Second-generation antipsychotic drugs (SGAs) have a high risk for serious metabolic side-effects including dyslipidemia. This study aimed to investigate the acute effects of oral olanzapine treatment on the expression of genes for fatty acid and cholesterol biosynthesis in rats.
Female Sprague–Dawley rats were treated orally with olanzapine (1 mg/kg, equivalent to a human clinical dose of 10 mg) via self-administration aimed to measure pharmacokinetics. Based on the pharmacokinetic analysis, the acute effects of olanzapine on sterol regulatory element binding protein (SREBP)-related fatty acid/cholesterol metabolism genes were investigated in the liver and perirenal white adipose tissue (WAT) by Real-time quantitative PCR.
A pharmacokinetic analysis demonstrated that the maximum concentration of olanzapine in plasma (Cmax) occurred at 6 h with a peak concentration of 276.5 ng/ml after a single oral treatment and with a plasma elimination half-life of 3.5 h after peak.

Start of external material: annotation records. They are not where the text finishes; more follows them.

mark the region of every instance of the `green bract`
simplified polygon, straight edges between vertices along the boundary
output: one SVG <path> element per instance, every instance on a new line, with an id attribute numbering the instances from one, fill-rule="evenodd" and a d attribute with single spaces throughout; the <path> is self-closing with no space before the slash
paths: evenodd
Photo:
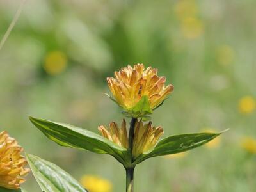
<path id="1" fill-rule="evenodd" d="M 148 96 L 142 97 L 135 106 L 123 112 L 126 116 L 134 118 L 146 117 L 147 115 L 151 115 L 152 113 Z"/>
<path id="2" fill-rule="evenodd" d="M 33 155 L 26 156 L 44 192 L 87 192 L 77 181 L 56 165 Z"/>

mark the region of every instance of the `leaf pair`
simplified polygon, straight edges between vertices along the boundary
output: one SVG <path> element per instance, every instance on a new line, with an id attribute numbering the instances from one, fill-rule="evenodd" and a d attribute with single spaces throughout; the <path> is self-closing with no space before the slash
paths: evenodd
<path id="1" fill-rule="evenodd" d="M 168 136 L 161 140 L 155 147 L 139 156 L 131 163 L 126 148 L 105 138 L 82 128 L 30 117 L 32 123 L 47 137 L 58 144 L 98 154 L 110 154 L 126 168 L 147 159 L 189 150 L 213 140 L 221 133 L 195 133 Z"/>

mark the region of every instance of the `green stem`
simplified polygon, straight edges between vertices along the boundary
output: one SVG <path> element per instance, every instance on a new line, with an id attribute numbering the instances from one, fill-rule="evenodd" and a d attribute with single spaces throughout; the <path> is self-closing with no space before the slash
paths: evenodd
<path id="1" fill-rule="evenodd" d="M 135 124 L 137 120 L 136 118 L 132 118 L 129 131 L 129 151 L 131 154 L 131 163 L 133 163 L 132 148 L 133 140 L 134 139 Z M 126 168 L 126 192 L 133 192 L 133 175 L 135 166 Z"/>
<path id="2" fill-rule="evenodd" d="M 132 118 L 130 125 L 130 129 L 129 130 L 129 151 L 131 155 L 131 161 L 132 163 L 132 148 L 133 148 L 133 140 L 134 139 L 134 129 L 135 129 L 135 124 L 136 122 L 136 118 Z"/>
<path id="3" fill-rule="evenodd" d="M 126 192 L 133 192 L 134 172 L 134 167 L 126 169 Z"/>

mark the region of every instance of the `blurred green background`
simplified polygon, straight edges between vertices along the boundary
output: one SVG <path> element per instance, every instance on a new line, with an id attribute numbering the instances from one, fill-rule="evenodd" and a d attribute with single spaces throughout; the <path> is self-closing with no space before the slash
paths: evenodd
<path id="1" fill-rule="evenodd" d="M 20 3 L 0 1 L 0 39 Z M 59 147 L 28 116 L 96 132 L 120 122 L 120 109 L 103 94 L 106 78 L 144 63 L 175 86 L 152 116 L 164 136 L 230 130 L 214 145 L 139 164 L 135 191 L 255 191 L 255 6 L 253 0 L 28 0 L 0 51 L 1 131 L 77 180 L 97 175 L 124 191 L 125 171 L 113 158 Z M 28 191 L 40 191 L 32 174 L 27 180 Z"/>

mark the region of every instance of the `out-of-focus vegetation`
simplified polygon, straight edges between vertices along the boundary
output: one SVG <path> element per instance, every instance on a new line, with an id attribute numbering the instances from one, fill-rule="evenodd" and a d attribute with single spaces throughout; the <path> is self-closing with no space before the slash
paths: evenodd
<path id="1" fill-rule="evenodd" d="M 0 38 L 18 6 L 0 1 Z M 255 191 L 255 6 L 253 0 L 28 0 L 0 51 L 0 131 L 77 180 L 98 175 L 123 191 L 123 168 L 113 158 L 60 147 L 28 116 L 95 132 L 121 122 L 120 109 L 102 93 L 109 93 L 106 77 L 143 63 L 175 86 L 153 116 L 166 135 L 230 131 L 196 150 L 140 164 L 136 191 Z M 31 175 L 28 180 L 24 187 L 39 191 Z"/>

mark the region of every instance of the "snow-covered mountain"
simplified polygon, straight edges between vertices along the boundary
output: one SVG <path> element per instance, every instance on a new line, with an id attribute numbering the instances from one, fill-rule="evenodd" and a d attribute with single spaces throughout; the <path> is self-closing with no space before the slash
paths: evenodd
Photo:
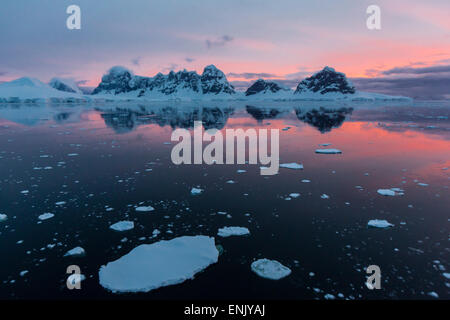
<path id="1" fill-rule="evenodd" d="M 294 94 L 354 94 L 356 92 L 353 84 L 345 74 L 336 72 L 333 68 L 325 67 L 321 71 L 302 80 Z"/>
<path id="2" fill-rule="evenodd" d="M 56 90 L 36 78 L 19 78 L 0 83 L 0 102 L 78 102 L 83 97 L 77 93 Z"/>
<path id="3" fill-rule="evenodd" d="M 245 96 L 252 96 L 252 98 L 258 97 L 287 97 L 292 95 L 292 90 L 286 88 L 274 81 L 266 81 L 263 79 L 258 79 L 253 83 L 247 91 L 245 91 Z"/>
<path id="4" fill-rule="evenodd" d="M 153 78 L 134 75 L 124 67 L 113 67 L 92 92 L 93 95 L 121 95 L 148 99 L 233 98 L 234 87 L 214 65 L 205 67 L 201 75 L 195 71 L 158 73 Z"/>
<path id="5" fill-rule="evenodd" d="M 50 87 L 59 91 L 83 94 L 72 79 L 53 78 L 48 84 Z"/>
<path id="6" fill-rule="evenodd" d="M 302 80 L 294 91 L 293 100 L 345 100 L 345 101 L 411 101 L 402 96 L 357 91 L 342 72 L 325 67 Z"/>
<path id="7" fill-rule="evenodd" d="M 20 78 L 0 83 L 0 102 L 94 102 L 115 100 L 268 100 L 268 101 L 411 101 L 412 99 L 359 92 L 345 74 L 325 67 L 301 81 L 296 90 L 259 79 L 247 91 L 236 92 L 225 74 L 214 65 L 195 71 L 170 71 L 154 77 L 135 75 L 124 67 L 113 67 L 103 77 L 92 95 L 84 95 L 76 83 L 54 78 L 45 84 L 34 78 Z"/>

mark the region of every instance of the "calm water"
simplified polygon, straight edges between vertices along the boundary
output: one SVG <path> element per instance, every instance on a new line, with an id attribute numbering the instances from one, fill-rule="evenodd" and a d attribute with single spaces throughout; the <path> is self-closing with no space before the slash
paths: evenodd
<path id="1" fill-rule="evenodd" d="M 0 223 L 0 298 L 449 299 L 449 117 L 448 103 L 425 102 L 0 106 L 0 213 L 8 215 Z M 218 129 L 290 127 L 280 131 L 280 162 L 304 170 L 261 176 L 259 165 L 176 166 L 171 132 L 194 120 Z M 323 143 L 343 154 L 315 154 Z M 205 191 L 194 197 L 195 186 Z M 393 187 L 404 195 L 377 194 Z M 286 200 L 294 192 L 301 196 Z M 135 212 L 138 204 L 156 210 Z M 38 223 L 46 212 L 55 217 Z M 370 219 L 395 227 L 369 229 Z M 109 229 L 120 220 L 135 228 Z M 145 294 L 99 285 L 99 267 L 139 244 L 216 236 L 223 226 L 251 235 L 216 237 L 224 253 L 194 280 Z M 150 238 L 154 229 L 161 234 Z M 75 246 L 87 255 L 63 258 Z M 292 274 L 260 278 L 250 270 L 258 258 Z M 71 264 L 87 276 L 81 290 L 65 286 Z M 381 290 L 364 285 L 371 264 L 381 268 Z"/>

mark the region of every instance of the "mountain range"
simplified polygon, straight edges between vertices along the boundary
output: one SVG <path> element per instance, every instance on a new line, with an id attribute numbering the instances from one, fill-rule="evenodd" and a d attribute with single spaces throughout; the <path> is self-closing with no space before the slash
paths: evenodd
<path id="1" fill-rule="evenodd" d="M 103 75 L 92 94 L 84 94 L 74 81 L 53 78 L 48 84 L 35 78 L 20 78 L 0 84 L 0 102 L 92 102 L 110 100 L 345 100 L 409 101 L 410 98 L 360 92 L 344 73 L 325 67 L 302 80 L 295 90 L 275 81 L 259 79 L 245 92 L 236 91 L 225 74 L 214 65 L 202 74 L 170 71 L 154 77 L 135 75 L 115 66 Z"/>

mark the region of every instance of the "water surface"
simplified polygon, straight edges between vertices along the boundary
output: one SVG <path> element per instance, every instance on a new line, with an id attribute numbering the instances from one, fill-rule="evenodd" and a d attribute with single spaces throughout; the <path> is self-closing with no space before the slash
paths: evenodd
<path id="1" fill-rule="evenodd" d="M 0 298 L 448 299 L 449 117 L 449 104 L 436 102 L 2 105 Z M 222 131 L 284 128 L 280 163 L 304 170 L 174 165 L 171 133 L 195 120 Z M 343 153 L 316 154 L 324 143 Z M 204 192 L 194 197 L 196 186 Z M 377 194 L 394 187 L 404 195 Z M 39 223 L 46 212 L 55 217 Z M 370 219 L 395 226 L 369 229 Z M 109 229 L 120 220 L 135 228 Z M 251 235 L 217 237 L 223 226 Z M 152 238 L 154 229 L 161 234 Z M 99 267 L 137 245 L 198 234 L 215 236 L 224 253 L 194 280 L 125 295 L 99 285 Z M 63 258 L 75 246 L 87 255 Z M 250 270 L 259 258 L 292 274 L 262 279 Z M 71 264 L 87 276 L 81 290 L 65 286 Z M 364 285 L 371 264 L 381 268 L 381 290 Z"/>

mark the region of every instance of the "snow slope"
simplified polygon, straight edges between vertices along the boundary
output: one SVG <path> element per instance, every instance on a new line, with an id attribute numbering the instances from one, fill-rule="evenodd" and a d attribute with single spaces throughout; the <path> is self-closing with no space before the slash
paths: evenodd
<path id="1" fill-rule="evenodd" d="M 0 102 L 66 102 L 84 100 L 77 94 L 56 90 L 36 78 L 0 83 Z"/>

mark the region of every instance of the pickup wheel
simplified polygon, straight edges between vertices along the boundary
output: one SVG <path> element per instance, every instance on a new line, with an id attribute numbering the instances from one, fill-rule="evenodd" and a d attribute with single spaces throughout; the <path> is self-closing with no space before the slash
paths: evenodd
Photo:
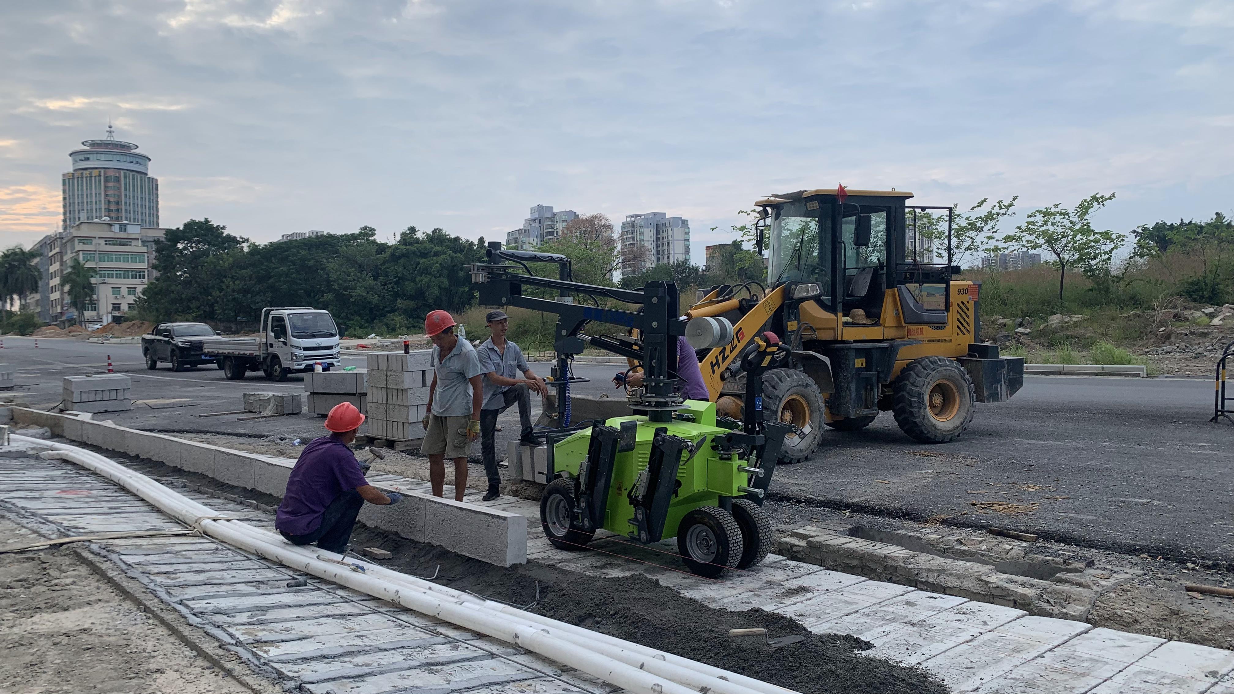
<path id="1" fill-rule="evenodd" d="M 232 357 L 223 357 L 223 377 L 227 380 L 241 380 L 244 378 L 244 372 L 248 370 L 243 364 L 236 363 Z"/>
<path id="2" fill-rule="evenodd" d="M 278 357 L 270 357 L 270 367 L 269 370 L 265 372 L 265 378 L 274 380 L 288 379 L 288 369 L 283 367 L 283 362 Z"/>

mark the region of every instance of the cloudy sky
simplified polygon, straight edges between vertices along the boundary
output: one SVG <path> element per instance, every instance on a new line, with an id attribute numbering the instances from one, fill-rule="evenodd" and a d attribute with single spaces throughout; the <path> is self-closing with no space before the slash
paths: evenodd
<path id="1" fill-rule="evenodd" d="M 542 203 L 690 219 L 806 186 L 1229 211 L 1229 0 L 46 0 L 0 7 L 0 245 L 68 152 L 153 157 L 162 224 L 503 238 Z M 718 226 L 719 232 L 710 227 Z M 731 238 L 731 237 L 729 237 Z"/>

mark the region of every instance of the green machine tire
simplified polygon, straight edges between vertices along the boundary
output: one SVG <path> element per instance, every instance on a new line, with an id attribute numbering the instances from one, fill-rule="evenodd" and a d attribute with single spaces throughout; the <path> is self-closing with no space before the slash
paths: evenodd
<path id="1" fill-rule="evenodd" d="M 574 517 L 574 480 L 560 478 L 554 479 L 544 488 L 540 495 L 540 529 L 544 537 L 558 550 L 571 552 L 582 550 L 595 531 L 586 532 L 574 527 L 570 519 Z"/>
<path id="2" fill-rule="evenodd" d="M 677 551 L 691 572 L 714 578 L 742 561 L 742 527 L 719 506 L 698 506 L 681 519 Z"/>

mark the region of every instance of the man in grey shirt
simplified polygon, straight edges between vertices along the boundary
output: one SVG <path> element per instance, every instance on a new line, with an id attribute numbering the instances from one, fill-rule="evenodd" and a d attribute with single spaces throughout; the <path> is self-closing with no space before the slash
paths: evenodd
<path id="1" fill-rule="evenodd" d="M 480 454 L 484 458 L 484 472 L 489 475 L 489 491 L 484 500 L 489 501 L 501 495 L 501 470 L 497 469 L 497 451 L 494 435 L 497 431 L 497 415 L 511 405 L 518 404 L 518 420 L 522 425 L 520 441 L 539 446 L 532 429 L 531 391 L 544 394 L 548 388 L 536 375 L 518 345 L 506 340 L 510 330 L 510 317 L 505 311 L 489 311 L 485 316 L 491 337 L 476 349 L 480 368 L 484 374 L 484 405 L 480 410 Z M 524 378 L 517 378 L 522 373 Z"/>

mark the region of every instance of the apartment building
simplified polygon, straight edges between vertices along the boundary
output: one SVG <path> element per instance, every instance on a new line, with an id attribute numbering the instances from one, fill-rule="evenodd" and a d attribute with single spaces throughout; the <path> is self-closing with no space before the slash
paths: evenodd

The mRNA expression of SREBP-2 and target genes for cholesterol synthesis and transport was increased 1.9 8.8 fold compared with the control at 6 h after olanzapine administration but returned to basal level at 12 h post-treatment, while the increased mRNA expression of SREBP-1c and its targeted fatty acid-related genes appeared at both 6 h and 12 h post-treatment.
The present study provided evidence that olanzapine at a clinically-relevant dose caused abnormal expression of genes involved in lipid metabolism in the liver and WAT. These results suggest that olanzapine may cause dyslipidemia side-effects through direct effects on lipid biosynthesis and efflux genes associated with SREBP-stimulated transcriptional changes.